The proceeds of uncashed veterans’ benefit checks which have been canceled pursuant to the Competitive Equality Banking Act of 1987 (CEBA), Pub. L. No. 100-86, 101 Stat. 552, are not payable unless a claim for them is made within six years after the claim accrues, as required by the Barring Act,

ch. 788, 54 Stat. 1061 (1940) (codified, as amended, at 31 U.S.C. § 3702(b)), regardless of whether the benefit checks were drawn on veterans’ benefit appropriations. Claims based on checks which have been lost, stolen, paid on a forged endorsement, or were never received, and which have been canceled under the CEBA, must also be presented within the six-year period specified by section 3702(b). Section 3702(b) is not applicable, however, to a claim made to VA under 38 U.S.C. § 5122 by a payee’s surviving spouse, child, dependent parent, or person who bore the expense of the payee’s last sickness and burial, as specified in 38 U.S.C. 5121(a), for payment of sums represented by a check received by the payee but not negotiated before the payee’s death. Instead, 38 C.F.R. § 3.1003(a)(1), which states that there is “no time limit for filing a claim to obtain the proceeds” of a check issued to a payee who died prior to negotiating the check, is controlling for claims made under section 5122.

Mary Lou Keener

-----------------------

[1] The Department of Veterans Affairs (VA) appropriation accounts identified in the request for opinion are 36X0102 (compensation and pension), 36X0137 (readjustment benefits), and 36X4023-25 and 36X4125-30 (loan guaranty).

[2] By notice published on February 8, 1988, the Secretary of the Treasury designated October 1, 1989, as the effective date for the amendments made by sections 1002 and 1003 of the CEBA. 53 Fed. Reg. 3584 (1988).

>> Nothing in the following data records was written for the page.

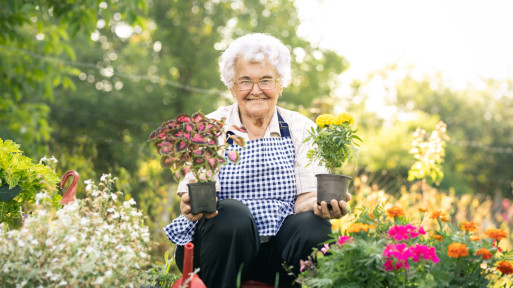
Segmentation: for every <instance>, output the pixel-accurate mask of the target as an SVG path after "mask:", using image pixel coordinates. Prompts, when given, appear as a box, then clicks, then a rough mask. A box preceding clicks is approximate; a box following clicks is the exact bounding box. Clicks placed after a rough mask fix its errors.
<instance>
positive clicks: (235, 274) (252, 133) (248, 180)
mask: <svg viewBox="0 0 513 288" xmlns="http://www.w3.org/2000/svg"><path fill="white" fill-rule="evenodd" d="M220 69H221V79H222V81H223V82H224V83H225V85H226V86H227V87H228V88H229V89H230V90H231V93H232V95H233V98H234V99H235V100H236V102H235V103H234V104H233V105H231V106H228V107H222V108H220V109H218V110H217V111H215V112H213V113H211V114H209V115H207V117H210V118H215V119H221V118H225V122H226V124H227V125H226V127H231V126H232V125H235V126H243V127H245V130H246V131H247V133H245V132H241V131H231V133H235V134H237V135H239V136H242V137H244V138H245V139H246V147H245V148H244V149H242V148H241V147H240V146H237V145H233V144H231V145H230V147H229V149H238V151H239V153H240V155H241V161H240V162H239V163H238V164H236V165H234V164H227V165H225V166H223V167H222V168H221V171H220V172H219V175H218V181H217V183H219V184H220V187H219V188H218V193H217V197H218V203H217V211H216V212H214V213H200V214H191V212H190V211H191V208H190V205H189V195H188V193H187V185H186V184H187V183H190V182H193V181H194V179H192V176H191V175H188V176H187V177H186V179H185V180H184V181H182V182H181V183H179V186H178V194H179V195H180V197H181V201H180V209H181V213H182V214H181V215H180V216H179V217H178V218H177V219H175V220H174V221H173V222H172V223H171V224H169V225H168V226H166V227H165V231H166V234H167V236H168V238H169V239H170V240H171V241H172V242H174V243H176V244H177V251H176V261H177V264H178V266H179V268H180V269H182V267H181V265H182V263H183V252H184V249H183V246H182V245H184V244H186V243H187V242H189V241H192V242H193V243H194V268H200V271H199V276H200V277H201V279H202V280H203V282H204V283H205V284H206V285H207V287H209V288H212V287H235V286H236V279H237V276H238V275H239V273H240V274H241V277H242V280H243V281H244V280H247V279H251V280H258V281H261V282H266V283H268V284H274V283H275V282H274V281H275V279H276V277H279V280H280V287H285V286H291V285H293V282H294V279H293V278H291V276H289V275H288V273H287V272H286V271H285V270H284V268H283V266H284V265H286V266H287V267H289V266H293V267H294V269H293V271H294V272H296V273H297V272H298V270H299V261H300V260H301V259H306V258H307V257H308V255H309V254H310V253H311V252H312V248H313V247H319V246H320V243H322V242H324V241H326V240H328V238H329V236H328V235H329V234H330V233H331V224H330V222H329V221H328V219H331V218H340V217H342V216H343V215H345V214H346V213H347V210H346V202H345V201H340V202H338V203H337V200H332V201H331V203H330V204H331V207H332V208H331V209H329V208H328V206H327V203H326V202H322V203H321V205H318V204H317V200H316V195H317V193H316V188H317V187H316V178H315V174H318V173H326V170H325V169H324V168H322V167H319V166H317V165H315V164H312V165H309V166H308V167H306V166H307V164H308V161H307V157H306V154H307V151H308V150H310V149H311V148H312V143H304V139H305V138H306V137H307V135H308V133H307V130H309V129H310V127H313V126H315V123H314V122H313V121H311V120H309V119H308V118H307V117H305V116H303V115H301V114H299V113H297V112H294V111H289V110H287V109H283V108H280V107H277V106H276V103H277V102H278V98H280V97H281V96H282V92H283V88H284V87H286V86H287V84H288V82H289V80H290V77H291V76H290V70H291V66H290V52H289V50H288V49H287V47H285V45H283V44H282V43H281V42H280V41H279V40H278V39H276V38H274V37H272V36H269V35H266V34H260V33H256V34H248V35H245V36H243V37H240V38H238V39H236V40H235V41H233V42H232V43H231V44H230V46H229V47H228V49H226V51H225V52H224V53H223V55H222V56H221V61H220ZM349 199H350V196H348V199H346V200H347V201H348V200H349ZM278 274H279V275H278Z"/></svg>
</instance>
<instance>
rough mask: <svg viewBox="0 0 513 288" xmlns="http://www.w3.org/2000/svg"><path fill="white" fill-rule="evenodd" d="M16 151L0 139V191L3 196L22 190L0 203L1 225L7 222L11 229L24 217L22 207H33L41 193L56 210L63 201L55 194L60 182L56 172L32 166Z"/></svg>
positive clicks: (60, 198) (21, 153) (0, 200)
mask: <svg viewBox="0 0 513 288" xmlns="http://www.w3.org/2000/svg"><path fill="white" fill-rule="evenodd" d="M19 148H20V145H19V144H16V143H14V142H13V141H11V140H5V141H3V140H2V139H1V138H0V188H2V189H4V190H5V192H7V191H8V190H15V189H19V190H21V191H20V193H19V194H18V195H16V196H15V197H14V198H12V199H10V200H8V201H2V200H0V223H2V222H6V223H7V224H8V225H10V226H13V225H15V224H19V222H20V220H21V219H22V217H23V212H22V210H23V209H24V208H22V207H23V206H24V205H26V204H32V203H34V201H35V196H36V194H37V193H39V192H40V191H41V190H45V191H47V192H48V193H49V195H50V197H51V199H52V201H51V204H52V207H59V206H60V204H59V201H60V200H61V198H62V196H60V195H59V194H58V193H57V191H56V190H57V189H56V188H57V183H59V181H60V179H59V177H57V175H56V173H55V171H54V170H53V169H51V168H50V167H48V166H46V165H45V164H43V163H39V164H35V163H34V162H33V161H32V159H30V158H28V157H26V156H24V155H23V153H22V151H21V150H19ZM1 193H3V192H1Z"/></svg>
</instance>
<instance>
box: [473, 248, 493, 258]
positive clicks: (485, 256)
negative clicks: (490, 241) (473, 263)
mask: <svg viewBox="0 0 513 288" xmlns="http://www.w3.org/2000/svg"><path fill="white" fill-rule="evenodd" d="M476 255H481V257H483V259H492V256H493V255H492V252H490V251H489V250H488V249H486V248H481V249H478V250H477V252H476Z"/></svg>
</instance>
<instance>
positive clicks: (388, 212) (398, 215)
mask: <svg viewBox="0 0 513 288" xmlns="http://www.w3.org/2000/svg"><path fill="white" fill-rule="evenodd" d="M405 215H406V214H405V213H404V209H403V208H399V207H392V208H389V209H387V216H388V217H391V218H394V217H401V216H405Z"/></svg>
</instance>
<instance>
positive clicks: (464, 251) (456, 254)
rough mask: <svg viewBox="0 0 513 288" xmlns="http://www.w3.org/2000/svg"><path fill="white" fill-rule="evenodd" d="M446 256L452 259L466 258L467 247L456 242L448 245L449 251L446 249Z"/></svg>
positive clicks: (467, 252) (448, 249)
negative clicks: (446, 251)
mask: <svg viewBox="0 0 513 288" xmlns="http://www.w3.org/2000/svg"><path fill="white" fill-rule="evenodd" d="M447 256H449V257H453V258H459V257H465V256H468V249H467V245H465V244H461V243H457V242H455V243H452V244H450V245H449V249H447Z"/></svg>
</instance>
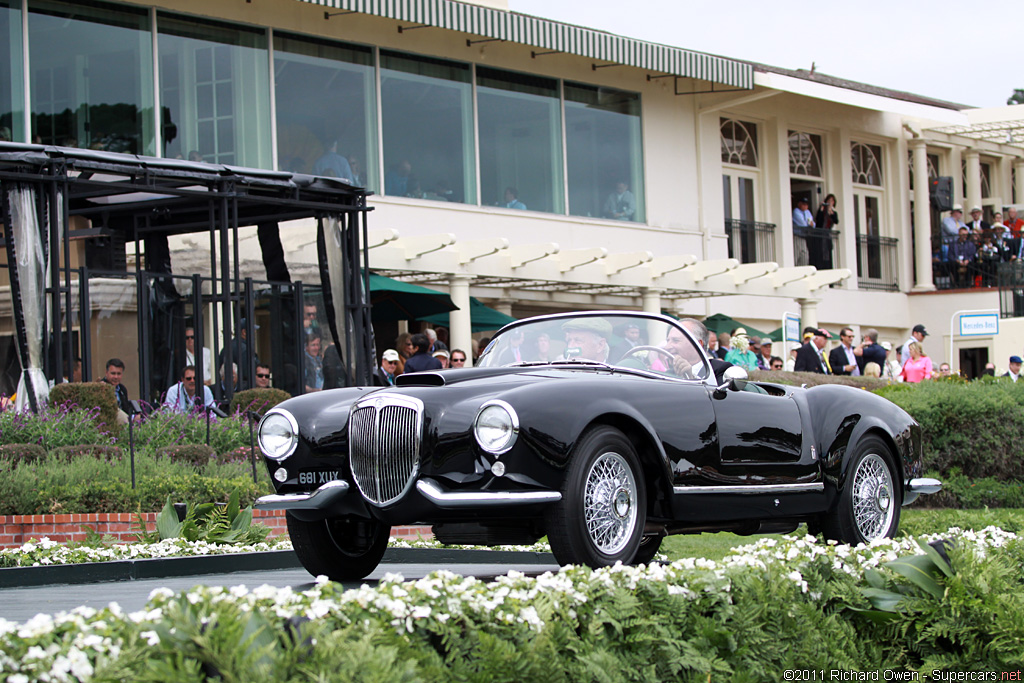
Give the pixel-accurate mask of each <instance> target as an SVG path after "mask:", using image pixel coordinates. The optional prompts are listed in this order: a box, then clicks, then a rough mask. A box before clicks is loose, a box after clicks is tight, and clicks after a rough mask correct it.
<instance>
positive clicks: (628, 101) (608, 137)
mask: <svg viewBox="0 0 1024 683" xmlns="http://www.w3.org/2000/svg"><path fill="white" fill-rule="evenodd" d="M564 93H565V148H566V155H567V162H568V164H567V166H568V176H569V177H568V180H569V183H568V185H569V186H568V189H569V213H571V214H572V215H574V216H601V217H604V218H611V219H614V220H633V221H643V220H645V216H644V205H643V147H642V145H641V137H640V95H639V94H637V93H634V92H626V91H623V90H614V89H612V88H601V87H597V86H591V85H581V84H578V83H565V84H564Z"/></svg>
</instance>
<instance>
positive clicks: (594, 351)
mask: <svg viewBox="0 0 1024 683" xmlns="http://www.w3.org/2000/svg"><path fill="white" fill-rule="evenodd" d="M561 362H584V364H585V362H599V364H605V365H608V366H616V367H620V368H628V369H633V370H644V371H649V372H654V373H659V374H663V375H668V376H672V377H680V378H684V379H703V378H705V377H707V376H708V375H709V372H710V368H709V365H708V361H707V358H706V357H705V354H703V353H702V352H701V350H700V348H699V346H697V345H696V344H695V343H694V342H693V340H692V339H691V338H690V337H689V336H687V335H686V334H685V333H684V332H683V330H682V328H681V327H680V326H678V325H677V324H675V323H670V322H668V321H665V319H658V318H651V317H644V316H642V315H631V314H614V313H600V314H595V313H581V314H579V315H568V316H566V315H557V316H544V317H537V318H532V319H528V321H525V322H523V323H522V324H521V325H517V326H516V327H514V328H510V329H508V330H505V331H503V332H502V333H500V334H499V335H498V336H496V337H495V338H494V340H492V342H490V344H488V345H487V348H486V349H485V350H484V351H483V354H482V355H481V356H480V359H479V362H478V364H477V366H478V367H481V368H498V367H502V366H514V365H519V364H561Z"/></svg>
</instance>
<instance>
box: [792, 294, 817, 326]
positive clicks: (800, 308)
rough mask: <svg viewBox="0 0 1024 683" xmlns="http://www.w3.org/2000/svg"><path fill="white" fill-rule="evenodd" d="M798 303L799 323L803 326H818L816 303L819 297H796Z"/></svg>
mask: <svg viewBox="0 0 1024 683" xmlns="http://www.w3.org/2000/svg"><path fill="white" fill-rule="evenodd" d="M797 303H799V304H800V324H801V325H802V326H803V327H805V328H816V327H818V304H819V303H821V299H810V298H808V299H797Z"/></svg>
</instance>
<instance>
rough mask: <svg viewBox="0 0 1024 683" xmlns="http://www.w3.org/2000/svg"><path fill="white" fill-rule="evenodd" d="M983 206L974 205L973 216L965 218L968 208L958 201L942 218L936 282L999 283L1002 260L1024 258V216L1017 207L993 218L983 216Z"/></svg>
mask: <svg viewBox="0 0 1024 683" xmlns="http://www.w3.org/2000/svg"><path fill="white" fill-rule="evenodd" d="M983 213H984V212H983V211H982V209H981V207H979V206H975V207H971V212H970V218H971V220H969V221H967V222H965V220H964V211H963V208H962V207H961V206H959V205H955V206H954V207H953V209H952V211H950V212H949V215H948V216H946V217H945V218H943V219H942V223H941V240H940V242H939V244H938V248H937V249H936V250H935V251H934V253H933V255H932V270H933V274H934V278H935V282H936V285H938V286H939V287H940V288H942V289H970V288H977V287H996V286H997V285H998V270H999V264H1000V263H1011V262H1015V261H1022V260H1024V239H1022V236H1021V228H1022V227H1024V219H1022V218H1020V217H1019V216H1018V215H1017V208H1016V207H1009V208H1007V213H1006V215H1005V216H1004V214H1002V213H1001V212H995V213H993V214H992V221H991V222H988V221H986V220H984V218H983Z"/></svg>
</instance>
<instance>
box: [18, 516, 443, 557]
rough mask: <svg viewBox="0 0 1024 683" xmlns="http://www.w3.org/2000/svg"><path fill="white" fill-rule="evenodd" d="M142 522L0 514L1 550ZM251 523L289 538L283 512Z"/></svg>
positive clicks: (399, 534)
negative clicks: (89, 531)
mask: <svg viewBox="0 0 1024 683" xmlns="http://www.w3.org/2000/svg"><path fill="white" fill-rule="evenodd" d="M139 516H141V518H142V519H143V520H144V521H145V527H146V530H147V531H153V530H154V529H155V528H156V525H157V513H155V512H146V513H142V514H141V515H134V514H129V513H124V512H122V513H103V514H99V513H91V514H69V515H0V548H16V547H18V546H20V545H22V544H24V543H28V542H29V541H31V540H33V539H41V538H42V537H44V536H45V537H47V538H49V539H50V541H55V542H57V543H68V542H72V541H84V540H85V538H86V532H85V530H84V529H83V528H82V527H83V526H89V527H91V528H93V529H95V531H96V532H97V533H100V535H104V536H113V537H114V538H116V539H118V540H120V541H122V542H126V543H127V542H130V541H134V540H135V535H136V533H138V523H139V522H138V518H139ZM253 521H254V522H258V523H260V524H264V525H266V526H269V527H270V537H271V538H272V537H278V536H288V525H287V523H286V521H285V512H284V510H255V511H254V512H253ZM391 536H397V537H401V538H408V539H411V540H414V539H416V538H417V537H421V536H422V537H423V538H427V539H429V538H432V537H433V535H432V533H431V532H430V527H429V526H396V527H394V528H392V529H391Z"/></svg>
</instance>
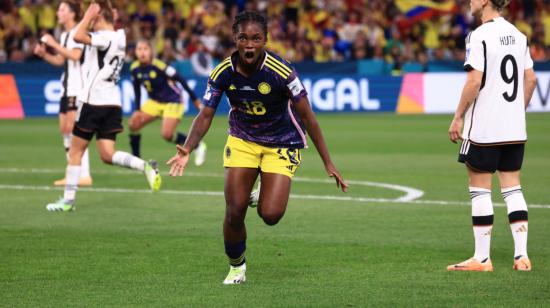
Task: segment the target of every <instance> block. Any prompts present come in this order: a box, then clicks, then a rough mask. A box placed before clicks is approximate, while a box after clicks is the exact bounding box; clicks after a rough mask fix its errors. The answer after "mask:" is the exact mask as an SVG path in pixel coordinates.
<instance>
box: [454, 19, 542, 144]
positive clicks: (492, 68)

[3] As originally enacted, sections 1002 and 1003 of the CEBA contained similar saving clauses applicable, respectively, to the provisions limiting negotiability of checks to one year and directing the Secretary of the Treasury to cancel Treasury checks issued prior to October 1, 1989.

[4] Sections 31.4 and 31.5 of title 4, Code of Federal Regulations, were amended in 1989 to provide that a claim should be filed with the administrative department or agency out of whose activities the claim arose, rather than with the Comptroller General and that a claim so filed will be considered timely for purposes of the six-year limitation period. 54 Fed. Reg. 51,868 (1989).

[5] However, prior to the CEBA, 31 U.S.C.A. § 3702(c) (1983) required that a claim on a Treasury check which appeared from the records of the Comptroller General or the Secretary of the Treasury to have been paid must have been presented within six years after the check was issued.

[6] The Comptroller General has held that, even when the claimant was unaware that he or she had a claim against the Government, the Barring Act precludes consideration of any portion of the claim arising more than six years before the claim was presented. In re Betty J. Porter, Op. Comp. Gen. B-254399 (Dec. 22, 1993).